Local farmers were being allowed to take advantage of the relative peace imposed by the Taliban to boost opium poppy cultivation in the fertile valley running towards Pakistan, south of Jalalabad.
Poppy cultivation
The mud-coloured resin being extracted from the ripe poppies was being processed into heroin at a Jalalabad factory run by the Taliban. The relatives wanted retail outlets and couriers in Kabul.
"They asked me if I wanted to start taking the stuff north. It would be good money. So I agreed. It's a big income for them and little risk. A big risk for me and a little income. The Taliban are not good people. But on their territory I have to work with them," Zafir says. "We need to live in Kabul and you can only work in the bazaar if you have links with the Taliban. Otherwise they can kick me out. But now they trust me."
Zafir's career as a courier coincided with a huge expansion in the Afghan heroin trade which, in turn, coincided with the Taliban's assumption of power.
The heroin trade is controlled and heavily taxed by the Taliban in a country which has few of the attributes of a functioning economy: drugs, guns, farming, and smuggling are about all there is.
For the Taliban, needing to restock their war chest, the poppy is a rich source of zakat , the Islamic tax levied for the poor.
"They take taxes from the growers. They take taxes from the producers. They take taxes from the transporters," says Zafir.
By 1999, Afghanistan, a country acutely unable to feed itself, became the world's biggest producer of opium.
During his address to the Labour party conference last month the prime minis ter, Tony Blair, said: "The arms the Taliban are buying today are paid for with the lives of young British people buying their drugs on British streets. That is another part of their regime that we should seek to destroy."

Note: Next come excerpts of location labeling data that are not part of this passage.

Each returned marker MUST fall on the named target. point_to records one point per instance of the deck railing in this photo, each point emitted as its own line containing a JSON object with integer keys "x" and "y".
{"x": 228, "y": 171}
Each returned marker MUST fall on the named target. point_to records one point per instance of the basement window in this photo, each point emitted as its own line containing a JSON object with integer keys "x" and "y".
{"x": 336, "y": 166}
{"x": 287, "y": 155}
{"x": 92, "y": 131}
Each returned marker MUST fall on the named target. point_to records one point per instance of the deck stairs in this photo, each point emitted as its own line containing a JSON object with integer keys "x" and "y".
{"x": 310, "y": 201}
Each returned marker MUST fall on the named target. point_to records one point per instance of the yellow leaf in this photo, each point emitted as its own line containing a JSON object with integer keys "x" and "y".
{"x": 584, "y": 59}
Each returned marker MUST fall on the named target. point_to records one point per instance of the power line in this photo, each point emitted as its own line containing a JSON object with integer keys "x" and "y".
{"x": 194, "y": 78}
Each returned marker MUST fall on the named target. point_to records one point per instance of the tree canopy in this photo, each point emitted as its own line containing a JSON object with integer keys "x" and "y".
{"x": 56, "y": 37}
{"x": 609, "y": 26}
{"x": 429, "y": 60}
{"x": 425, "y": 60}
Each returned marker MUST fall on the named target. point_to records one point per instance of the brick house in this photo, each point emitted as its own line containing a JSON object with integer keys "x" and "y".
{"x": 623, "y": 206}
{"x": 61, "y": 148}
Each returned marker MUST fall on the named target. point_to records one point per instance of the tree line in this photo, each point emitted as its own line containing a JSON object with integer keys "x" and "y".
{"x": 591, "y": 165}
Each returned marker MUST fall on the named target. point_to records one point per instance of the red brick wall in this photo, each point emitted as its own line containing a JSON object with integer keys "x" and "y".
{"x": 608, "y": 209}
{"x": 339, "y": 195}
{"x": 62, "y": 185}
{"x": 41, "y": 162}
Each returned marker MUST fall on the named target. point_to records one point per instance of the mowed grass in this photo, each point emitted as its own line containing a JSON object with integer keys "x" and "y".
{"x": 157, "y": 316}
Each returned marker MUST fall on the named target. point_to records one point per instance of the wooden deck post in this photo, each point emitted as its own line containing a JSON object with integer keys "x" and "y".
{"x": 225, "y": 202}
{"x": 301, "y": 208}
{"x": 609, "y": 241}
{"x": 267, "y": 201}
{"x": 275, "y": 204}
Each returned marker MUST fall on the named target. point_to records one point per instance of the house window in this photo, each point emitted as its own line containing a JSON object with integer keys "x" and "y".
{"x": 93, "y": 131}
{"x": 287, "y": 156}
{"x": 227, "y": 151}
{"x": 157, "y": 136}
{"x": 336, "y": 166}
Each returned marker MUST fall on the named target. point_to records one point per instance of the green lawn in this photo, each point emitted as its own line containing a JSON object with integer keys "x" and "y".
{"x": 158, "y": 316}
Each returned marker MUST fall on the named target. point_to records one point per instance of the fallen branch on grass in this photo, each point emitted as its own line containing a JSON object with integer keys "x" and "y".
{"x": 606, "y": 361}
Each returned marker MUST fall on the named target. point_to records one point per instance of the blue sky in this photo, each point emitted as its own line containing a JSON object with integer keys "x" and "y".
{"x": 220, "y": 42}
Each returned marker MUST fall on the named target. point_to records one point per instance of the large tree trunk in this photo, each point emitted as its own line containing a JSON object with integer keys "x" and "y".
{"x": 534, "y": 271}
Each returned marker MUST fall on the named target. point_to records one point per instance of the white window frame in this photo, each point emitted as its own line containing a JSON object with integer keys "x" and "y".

Three years after the Taliban captured Kabul, poppy cultivation and opium production had soared to 4,600 tonnes of opium a year, double the output of pre-Taliban Afghanistan and far outstripping its nearest rival, Burma, said the Vienna-based UN Drugs Control Programme.
Around 1m Afghans in a population of 20m were estimated to be growing poppy, thousands more were engaged in the processing and trafficking of the heroin.
The Taliban, meanwhile, used the social devastation accruing from the heroin trade to try to blackmail the west. If you recognise our regime, we will ban opium production, the Taliban offered.
They were rebuffed. But they banned it anyway. The UNDCP as well as two independent surveys conducted earlier this year concluded that poppy farming and opium production in Taliban Afghanistan was virtually nil last year and that the opposition Northern Alliance, holding only 10% of Afghanistan, was now the main source of Afghan opium. Zafir says the ban was mainly due to the acute drought of the past three years since the best opium is produced from well-irrigated poppyfields and that cultivation and production are being resumed, although the US air strikes have grounded Taliban aircraft used to transport opium and heroin around the country.
Zafir claims that most of the Taliban leadership is involved in the drugs business. "They're building factories, getting rich. It's all about money. Everyone's in it for themselves," he says. "I know it's a sin against humanity. But what can I do? I need the money, too. I just transport the stuff and sell it. I've never used it and I don't want to."